平野太呂さんが新作写真集『LOS ANGELS CAR CLUB』をひっさげて福岡へやってきた。そこで、TAG STAで”本の即売と、お話の会”をやりましょうということになり、相手を努めさせてもらった。お題は「僕らはどうしてこんなにアメリカに影響されちゃったんだろう」。

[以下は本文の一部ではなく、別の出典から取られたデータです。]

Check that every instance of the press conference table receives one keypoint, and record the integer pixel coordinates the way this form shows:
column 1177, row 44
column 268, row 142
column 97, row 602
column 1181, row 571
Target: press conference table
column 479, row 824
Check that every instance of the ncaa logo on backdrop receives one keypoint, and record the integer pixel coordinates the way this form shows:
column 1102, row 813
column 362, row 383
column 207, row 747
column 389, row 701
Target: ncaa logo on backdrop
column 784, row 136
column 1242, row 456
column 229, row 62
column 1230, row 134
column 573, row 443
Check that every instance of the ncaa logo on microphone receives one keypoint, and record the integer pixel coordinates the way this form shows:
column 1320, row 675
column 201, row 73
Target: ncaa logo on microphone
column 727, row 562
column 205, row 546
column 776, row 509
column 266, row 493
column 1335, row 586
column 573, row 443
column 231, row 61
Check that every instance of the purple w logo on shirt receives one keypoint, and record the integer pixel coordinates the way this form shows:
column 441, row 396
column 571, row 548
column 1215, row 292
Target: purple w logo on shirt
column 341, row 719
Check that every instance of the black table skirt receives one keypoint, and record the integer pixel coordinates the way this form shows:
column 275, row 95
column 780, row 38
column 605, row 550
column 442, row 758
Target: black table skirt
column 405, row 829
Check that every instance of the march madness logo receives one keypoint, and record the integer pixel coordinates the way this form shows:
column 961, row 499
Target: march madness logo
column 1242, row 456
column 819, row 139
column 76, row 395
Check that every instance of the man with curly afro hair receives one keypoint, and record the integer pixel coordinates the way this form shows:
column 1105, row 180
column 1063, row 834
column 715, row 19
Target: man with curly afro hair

これはロサンゼルスのハイウェイを走る車だけで構成された写真集だ。それも高級車ではなく、庶民の足か仕事兼用がほとんど。洗車なんて無縁、色違いに修理されてしまったフェンダーがボコボコだったり、年季の入ったビーイクルばかり。それが妙にカッコいい。今ではすっかり見なくなった日本車だってまだまだ現役だ。運転しているのは白人、メキシカン、黒人、イスラムのチャドルを被った女性もいる。かれらはまっすぐ前を見ながらひたすら運転する。空も道路も、乾いたカリフォルニアの空気を映して白っぽい。車は疾走しているのか静止しているのか判然としない。宙に浮いているかのようにも見える。
40年前にぼくは『MADE IN USA カタログ』という雑誌で、アメリカの「これでもか!」というほどのモノやアイテムにはじめて触れた。なかでもワークウエアのデザインや素材感を切望した。太呂さんが写した写真をその延長戦のようだと思った。疾走する庶民の瞬間だ。
太呂さんはスケボー少年だったらしい。”スピード移動する道具”という意味では、小さく無防備なクルマである。それを駆って、動体写真への感を養っていたのだろうか。100キロ超えの車が走る4車線のハイウェイで「これぞ」という車を発見し、追走し、並走し窓越しにパシャリとやるのはそんなに簡単ではなかったらしい。乗っている人が何を考え、悩み、期待しているのか、ぼくらは2車線離れたレンズを通して、少しだけ想像するしかない。